Tornano sul palco i tre protagonisti della serata e lo spettacolo si avvia alla conclusione: si parte con El Pañuelo, scritta ed arrangiata dal chitarrista di Algeciras, un torrido flamenco che l’artista andaluso pubblicherà sette anni dopo nell’album Siroco, in cui il trio si lascia andare a calde suggestioni mediterranee; curioso, ma evidente, trovarsi di fronte a brani che, se da un lato presentano notevoli difficoltà esecutive, necessitano di un interplay e di un sincronismo assoluti e di doti interpretative non comuni, dall’altro sono assolutamente fruibili anche da chi non abbia particolari competenze tecnico-musicali nè sia uno strumentista o un addetto ai lavori: molti passaggi si fissano nella memoria, si possono canticchiare o fischiettare, ma soprattutto trasmettono una passione ed un’intensità subito percepibili da chiunque si ponga all’ascolto.

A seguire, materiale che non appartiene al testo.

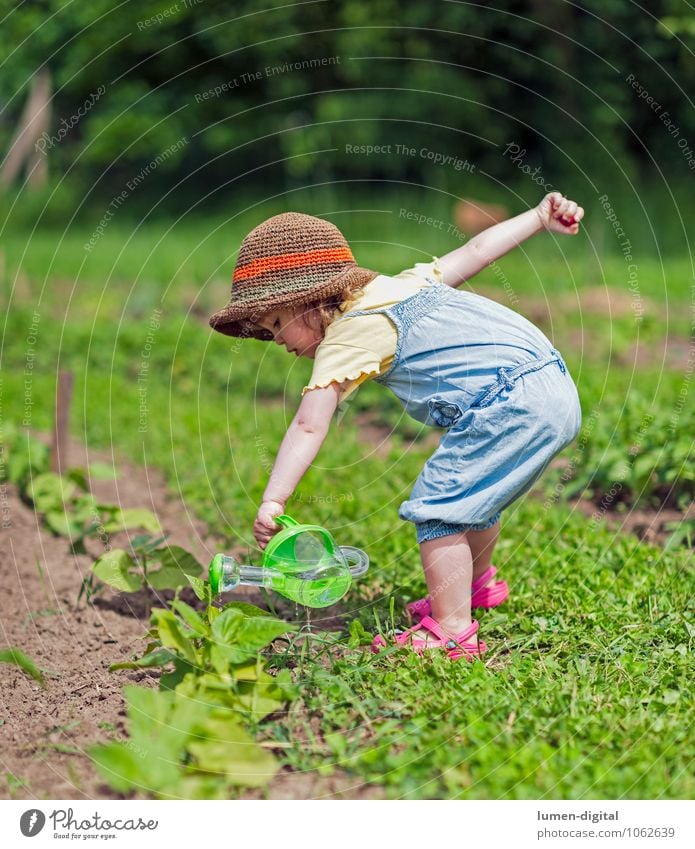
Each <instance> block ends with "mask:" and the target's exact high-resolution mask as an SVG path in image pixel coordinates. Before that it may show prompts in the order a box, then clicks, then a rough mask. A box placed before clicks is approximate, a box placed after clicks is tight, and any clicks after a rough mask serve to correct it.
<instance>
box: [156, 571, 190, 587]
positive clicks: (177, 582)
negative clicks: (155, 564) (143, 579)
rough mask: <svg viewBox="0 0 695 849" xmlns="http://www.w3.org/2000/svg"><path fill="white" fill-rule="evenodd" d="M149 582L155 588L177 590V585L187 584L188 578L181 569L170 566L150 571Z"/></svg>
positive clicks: (185, 585)
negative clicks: (153, 570)
mask: <svg viewBox="0 0 695 849" xmlns="http://www.w3.org/2000/svg"><path fill="white" fill-rule="evenodd" d="M147 583H148V584H149V585H150V586H151V587H154V589H155V590H175V589H177V587H183V586H186V584H187V583H188V580H187V578H186V575H185V574H184V573H183V572H182V571H181V570H180V569H177V568H176V567H175V566H170V567H165V568H163V569H156V570H154V571H152V572H150V571H148V572H147Z"/></svg>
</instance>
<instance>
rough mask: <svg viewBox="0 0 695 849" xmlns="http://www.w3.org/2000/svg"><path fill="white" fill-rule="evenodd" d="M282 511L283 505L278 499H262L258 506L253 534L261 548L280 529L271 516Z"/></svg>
mask: <svg viewBox="0 0 695 849" xmlns="http://www.w3.org/2000/svg"><path fill="white" fill-rule="evenodd" d="M284 512H285V507H284V505H283V504H280V502H279V501H264V502H263V503H262V504H261V506H260V507H259V508H258V515H257V516H256V521H255V522H254V523H253V535H254V536H255V537H256V542H257V543H258V544H259V546H260V547H261V548H262V549H263V548H265V547H266V545H268V541H269V540H270V538H271V537H273V536H275V534H276V533H277V532H278V531H279V530H280V525H278V524H276V523H275V522H274V521H273V516H279V515H280V514H281V513H284Z"/></svg>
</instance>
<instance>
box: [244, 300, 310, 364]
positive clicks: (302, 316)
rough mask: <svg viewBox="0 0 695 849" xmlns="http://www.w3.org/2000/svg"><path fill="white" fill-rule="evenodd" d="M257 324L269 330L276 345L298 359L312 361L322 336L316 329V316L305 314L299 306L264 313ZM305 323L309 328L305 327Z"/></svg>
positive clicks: (303, 311)
mask: <svg viewBox="0 0 695 849" xmlns="http://www.w3.org/2000/svg"><path fill="white" fill-rule="evenodd" d="M258 323H259V324H260V325H261V327H263V328H265V329H266V330H270V332H271V333H272V334H273V335H274V336H275V342H277V344H278V345H284V346H285V348H287V350H288V351H290V352H292V353H294V354H296V355H297V356H298V357H310V358H311V359H313V358H314V355H315V354H316V349H317V348H318V346H319V345H320V344H321V342H322V340H323V334H322V333H321V331H320V330H319V329H318V327H317V323H316V316H313V315H312V314H311V313H310V312H309V313H305V312H304V307H301V306H300V307H295V308H294V309H291V308H286V309H281V310H273V312H269V313H266V315H264V316H263V318H262V319H260V320H259V321H258ZM307 323H308V324H310V325H311V326H307Z"/></svg>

Ne è ulteriore conferma la successiva Meeting of the Spirits, vera e propria maratona strumentale che John McLaughlin aveva scritto, nel 1971, per la sua Mahavishnu Orchestra, ed apparsa nell’album The Inner Mounting Flame, qui riarrangiata mirabilmente per tre chitarre, e che raggiunge vette davvero elevate di espressività.

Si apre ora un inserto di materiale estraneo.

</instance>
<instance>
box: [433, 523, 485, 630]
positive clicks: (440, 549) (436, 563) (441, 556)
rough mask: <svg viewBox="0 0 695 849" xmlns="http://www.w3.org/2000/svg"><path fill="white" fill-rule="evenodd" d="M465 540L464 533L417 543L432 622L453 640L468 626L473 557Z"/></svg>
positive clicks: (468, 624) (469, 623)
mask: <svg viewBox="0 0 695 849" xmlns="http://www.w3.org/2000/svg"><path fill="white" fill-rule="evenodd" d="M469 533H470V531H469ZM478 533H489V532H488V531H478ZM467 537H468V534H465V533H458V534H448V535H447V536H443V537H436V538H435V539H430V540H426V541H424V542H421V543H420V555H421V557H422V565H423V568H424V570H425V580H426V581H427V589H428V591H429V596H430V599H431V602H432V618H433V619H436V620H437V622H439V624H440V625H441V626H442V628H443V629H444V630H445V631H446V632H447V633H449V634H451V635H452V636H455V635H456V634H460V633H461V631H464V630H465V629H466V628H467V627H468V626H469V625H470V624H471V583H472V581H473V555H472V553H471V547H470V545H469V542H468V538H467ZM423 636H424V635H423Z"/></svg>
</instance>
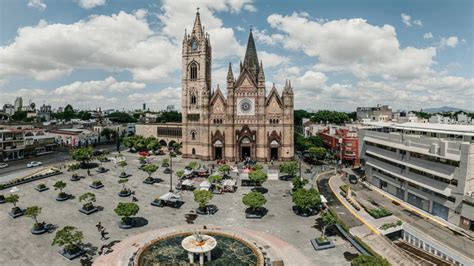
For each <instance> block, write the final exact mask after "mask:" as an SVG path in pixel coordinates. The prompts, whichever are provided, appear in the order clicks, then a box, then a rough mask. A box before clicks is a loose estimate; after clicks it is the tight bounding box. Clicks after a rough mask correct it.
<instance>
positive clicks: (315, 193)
mask: <svg viewBox="0 0 474 266" xmlns="http://www.w3.org/2000/svg"><path fill="white" fill-rule="evenodd" d="M292 198H293V203H294V204H295V205H296V206H297V207H298V208H299V209H301V210H310V209H315V208H316V207H317V206H318V205H319V204H321V196H320V195H319V192H318V191H317V190H316V189H314V188H312V189H308V190H307V189H303V188H300V189H298V190H296V191H295V192H294V193H293V195H292Z"/></svg>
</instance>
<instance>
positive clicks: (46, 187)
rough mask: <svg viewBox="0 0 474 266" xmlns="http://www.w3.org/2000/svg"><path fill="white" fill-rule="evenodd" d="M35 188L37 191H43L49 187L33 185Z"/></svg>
mask: <svg viewBox="0 0 474 266" xmlns="http://www.w3.org/2000/svg"><path fill="white" fill-rule="evenodd" d="M35 189H36V191H38V192H43V191H45V190H48V189H49V187H43V188H39V187H35Z"/></svg>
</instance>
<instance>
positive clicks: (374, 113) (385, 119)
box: [356, 104, 392, 121]
mask: <svg viewBox="0 0 474 266" xmlns="http://www.w3.org/2000/svg"><path fill="white" fill-rule="evenodd" d="M356 111H357V120H359V121H362V120H363V119H370V120H371V121H390V119H391V118H392V107H391V106H389V105H381V104H377V106H375V107H357V110H356Z"/></svg>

La chiusura dello show è affidata ad un brano di Luiz Bonfà, chitarrista e compositore brasiliano che, alla fine degli anni ’50, aveva scritto la colonna sonora di Orfeo Negro, film tratto dalla pièce teatrale di Vinícius De Moraes e diretto da Marcel Camus, che vide fra i protagonisti musicali, oltre a Bonfà e De Moraes, anche Antônio Carlos Jobim; Orpheo Negro, andamento lento, malinconico, struggente, accompagna verso la notte il pubblico del Warfield: dopo una serata di fuochi artificiali il Trio si accommiata con delicatezza e toni morbidi che lasciano negli spettatori, ed ora anche tra chi avrà modo di ascoltare questo concerto, la consapevolezza di aver assistito ad una serata memorabile, ed il rammarico che, la serata stessa, si sia già conclusa.

L’impatto di Friday Night in San Francisco sulla percezione della chitarra acustica nella cultura di massa è stato enorme; dopo un decennio dominato da chitarre elettriche e distorsori questo terzetto ha ridefinito il concetto tecnico, lessicale ed estetico della chitarra acustica, avviandola verso nuovi e più ampi linguaggi.

Saturday Night in San Francisco completa questo percorso e ridefinisce ulteriormente l’idea di interplay: tre giganti si confrontano, si sfidano, traggono ispirazione l’uno dall’altro, si “rubano” vicendevolmente l’ispirazione ma alla fine, come tre ciclisti in perfetta armonia, dopo una serie di fughe, inseguimenti, distacchi e recuperi, giungono sul traguardo insieme, a mani alzate e congiunte, sulla stessa riga; inutile dire che, questo documento musicale, vale l’ascolto dalla prima all’ultima nota.